Without question, today, there is considerable focus on securing the Cloud. This is especially true for virtualization systems, which have played a major role in creating cloud computing. However, the downsides to virtualization involve security challenges.

In this scenario, Docker containers play a big part in virtualization as a way for deploying cloud solutions.  A Docker is described as an open-source system of software containers, and these containers help software to run while being moved from one environment to another. However, like the many and varied aspects of cloud computing, Docker containers are under scrutiny for their security levels.

But when you get down to the essence of security, you’re only as good as the hardware in which you’re executing.  And as has been widely publicized, vulnerabilities like Meltdown, Spectre, and Foreshadow are at the microarchitecture level of today’s popular microprocessors (mPs) and central processing units (CPUs).

It’s virtually impossible to mitigate against these types of vulnerabilities at the virtualization layer, much less even at the host OS layer. In fact, the fundamental execution of a network system, itself, is vulnerable.

For decades, there have been software attacks directed at desktops and servers. However, today, hardware microarchitectural security vulnerabilities are closely being examined at the CPU level. The work being done is directed at finding attack avenues to the Cloud.  These individuals are intent on taking advantage of cloud computing where there are multiple services from multiple tenants, possibly executing on the same server hardware in the Cloud.

Attackers want to use microarchitectural bugs like Spectre or Meltdown to gain access to other processes, other containers or virtual machines that are executing on that system. By doing so, they can exfiltrate data from one system that’s expected to be secure out through another via these microarchitectural bugs.

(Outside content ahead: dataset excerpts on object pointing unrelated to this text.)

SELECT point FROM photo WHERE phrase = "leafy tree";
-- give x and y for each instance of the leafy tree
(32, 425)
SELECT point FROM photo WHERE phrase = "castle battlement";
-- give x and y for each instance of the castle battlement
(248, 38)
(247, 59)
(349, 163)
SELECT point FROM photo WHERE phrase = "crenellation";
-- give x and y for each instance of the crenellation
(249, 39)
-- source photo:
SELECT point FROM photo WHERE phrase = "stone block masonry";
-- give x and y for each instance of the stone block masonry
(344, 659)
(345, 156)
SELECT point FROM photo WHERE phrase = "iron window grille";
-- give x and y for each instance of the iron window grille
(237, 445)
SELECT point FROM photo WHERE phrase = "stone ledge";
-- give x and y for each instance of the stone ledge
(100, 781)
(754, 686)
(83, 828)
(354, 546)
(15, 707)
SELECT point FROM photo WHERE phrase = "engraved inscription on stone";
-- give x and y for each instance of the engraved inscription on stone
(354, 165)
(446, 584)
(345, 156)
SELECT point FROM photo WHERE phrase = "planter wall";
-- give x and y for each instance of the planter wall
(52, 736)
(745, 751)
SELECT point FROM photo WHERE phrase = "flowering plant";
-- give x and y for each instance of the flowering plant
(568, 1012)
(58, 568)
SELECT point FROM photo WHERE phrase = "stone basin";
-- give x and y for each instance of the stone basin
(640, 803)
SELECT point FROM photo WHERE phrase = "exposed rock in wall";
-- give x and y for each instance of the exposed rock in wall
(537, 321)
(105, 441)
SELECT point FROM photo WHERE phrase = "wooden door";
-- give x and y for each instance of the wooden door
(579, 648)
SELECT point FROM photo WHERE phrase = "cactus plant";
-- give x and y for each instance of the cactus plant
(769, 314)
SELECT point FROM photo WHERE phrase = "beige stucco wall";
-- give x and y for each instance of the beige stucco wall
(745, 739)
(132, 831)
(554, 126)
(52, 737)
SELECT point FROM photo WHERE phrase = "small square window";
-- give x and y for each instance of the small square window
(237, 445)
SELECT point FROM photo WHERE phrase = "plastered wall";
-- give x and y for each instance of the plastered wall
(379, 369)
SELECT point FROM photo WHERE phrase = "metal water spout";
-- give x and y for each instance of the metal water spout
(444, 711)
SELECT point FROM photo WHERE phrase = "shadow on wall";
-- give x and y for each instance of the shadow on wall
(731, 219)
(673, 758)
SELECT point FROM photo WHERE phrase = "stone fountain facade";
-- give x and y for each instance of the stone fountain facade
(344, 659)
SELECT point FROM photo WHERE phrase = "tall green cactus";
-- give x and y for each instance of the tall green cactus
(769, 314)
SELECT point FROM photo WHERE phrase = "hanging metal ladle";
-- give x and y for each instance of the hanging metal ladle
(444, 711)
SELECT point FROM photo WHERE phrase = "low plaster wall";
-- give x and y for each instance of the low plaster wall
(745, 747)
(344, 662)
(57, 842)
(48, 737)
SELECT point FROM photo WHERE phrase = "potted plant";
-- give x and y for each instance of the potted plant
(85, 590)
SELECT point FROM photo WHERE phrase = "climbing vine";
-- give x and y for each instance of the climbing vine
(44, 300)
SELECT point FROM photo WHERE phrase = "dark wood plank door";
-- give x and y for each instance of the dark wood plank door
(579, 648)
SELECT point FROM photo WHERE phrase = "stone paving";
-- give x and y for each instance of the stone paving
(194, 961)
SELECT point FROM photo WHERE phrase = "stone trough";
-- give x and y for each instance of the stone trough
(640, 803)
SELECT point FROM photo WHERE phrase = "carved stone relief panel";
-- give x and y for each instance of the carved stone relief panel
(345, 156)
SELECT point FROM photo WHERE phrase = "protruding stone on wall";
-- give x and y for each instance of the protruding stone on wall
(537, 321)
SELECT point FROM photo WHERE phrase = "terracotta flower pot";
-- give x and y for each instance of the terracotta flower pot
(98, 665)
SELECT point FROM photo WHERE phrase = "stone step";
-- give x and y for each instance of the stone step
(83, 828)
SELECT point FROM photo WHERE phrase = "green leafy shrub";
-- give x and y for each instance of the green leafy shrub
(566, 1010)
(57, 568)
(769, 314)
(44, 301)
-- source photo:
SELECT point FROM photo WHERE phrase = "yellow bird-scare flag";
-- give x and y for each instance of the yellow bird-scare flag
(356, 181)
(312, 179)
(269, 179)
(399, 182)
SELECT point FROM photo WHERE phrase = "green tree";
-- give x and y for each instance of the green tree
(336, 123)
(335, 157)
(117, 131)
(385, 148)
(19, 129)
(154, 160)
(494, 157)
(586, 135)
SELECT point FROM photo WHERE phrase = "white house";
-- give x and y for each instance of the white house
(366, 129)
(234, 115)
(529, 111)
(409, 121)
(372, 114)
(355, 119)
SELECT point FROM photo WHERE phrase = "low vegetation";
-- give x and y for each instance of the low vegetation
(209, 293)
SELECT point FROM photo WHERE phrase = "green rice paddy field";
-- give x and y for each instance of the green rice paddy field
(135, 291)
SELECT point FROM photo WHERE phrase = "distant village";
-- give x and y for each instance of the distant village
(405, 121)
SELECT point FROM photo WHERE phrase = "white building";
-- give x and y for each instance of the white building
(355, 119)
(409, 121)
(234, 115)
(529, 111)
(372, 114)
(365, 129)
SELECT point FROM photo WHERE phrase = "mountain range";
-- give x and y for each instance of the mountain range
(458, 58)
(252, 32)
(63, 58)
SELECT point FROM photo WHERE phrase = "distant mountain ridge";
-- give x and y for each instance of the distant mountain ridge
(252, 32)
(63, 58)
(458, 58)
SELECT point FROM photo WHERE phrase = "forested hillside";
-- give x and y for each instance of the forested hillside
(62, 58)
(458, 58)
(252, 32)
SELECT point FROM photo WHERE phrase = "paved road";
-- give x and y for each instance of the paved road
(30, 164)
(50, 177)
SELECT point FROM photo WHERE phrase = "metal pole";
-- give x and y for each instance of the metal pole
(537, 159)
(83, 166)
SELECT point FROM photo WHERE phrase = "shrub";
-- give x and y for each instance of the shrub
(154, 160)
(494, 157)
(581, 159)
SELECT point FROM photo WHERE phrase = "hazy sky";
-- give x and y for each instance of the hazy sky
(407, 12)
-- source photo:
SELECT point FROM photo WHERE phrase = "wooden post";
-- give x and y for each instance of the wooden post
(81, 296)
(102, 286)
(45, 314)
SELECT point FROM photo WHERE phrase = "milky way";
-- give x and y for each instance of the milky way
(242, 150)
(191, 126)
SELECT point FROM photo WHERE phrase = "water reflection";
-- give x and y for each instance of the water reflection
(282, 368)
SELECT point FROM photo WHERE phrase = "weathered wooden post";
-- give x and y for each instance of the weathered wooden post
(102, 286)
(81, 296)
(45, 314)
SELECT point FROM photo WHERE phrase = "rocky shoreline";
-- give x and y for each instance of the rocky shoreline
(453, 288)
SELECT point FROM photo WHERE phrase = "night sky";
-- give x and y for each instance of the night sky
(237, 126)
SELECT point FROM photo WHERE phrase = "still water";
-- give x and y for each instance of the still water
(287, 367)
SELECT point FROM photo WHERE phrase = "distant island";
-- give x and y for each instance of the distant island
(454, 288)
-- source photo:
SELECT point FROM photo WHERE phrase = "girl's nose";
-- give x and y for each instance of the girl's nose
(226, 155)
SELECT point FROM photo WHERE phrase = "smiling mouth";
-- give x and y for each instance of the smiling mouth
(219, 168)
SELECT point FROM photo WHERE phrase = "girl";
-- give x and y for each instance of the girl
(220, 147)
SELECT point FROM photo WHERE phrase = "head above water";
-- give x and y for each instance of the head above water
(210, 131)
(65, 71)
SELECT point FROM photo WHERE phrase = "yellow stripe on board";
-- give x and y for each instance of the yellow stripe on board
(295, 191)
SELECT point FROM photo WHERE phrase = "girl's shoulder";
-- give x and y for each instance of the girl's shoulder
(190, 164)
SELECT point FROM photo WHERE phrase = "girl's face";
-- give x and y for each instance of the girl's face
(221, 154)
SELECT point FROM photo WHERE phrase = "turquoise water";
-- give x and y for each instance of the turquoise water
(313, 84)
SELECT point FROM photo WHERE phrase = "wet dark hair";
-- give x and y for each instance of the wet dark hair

The industry can be assured that there will be more of these microarchitectural bugs to be found as attackers become even more sophisticated.  Therefore, data may not be as secure as has been previously promised by system vendors. The fact remains that even if all due diligence has been performed, vulnerabilities at the CPU level can still expose data to be exfiltrated.

CPU vendors are working toward resolving these vulnerabilities.  However, what has to be kept in mind is that security is not the first consideration when CPUs are designed.  The primary focus is on complexity and performance.  Security is most often an afterthought, particularly from a computational efficiency perspective.  So, with complexity and performance at the forefront and a lack of a security focus, the door will remain open for future microarchitectural bugs and they’ll be uncovered in future systems.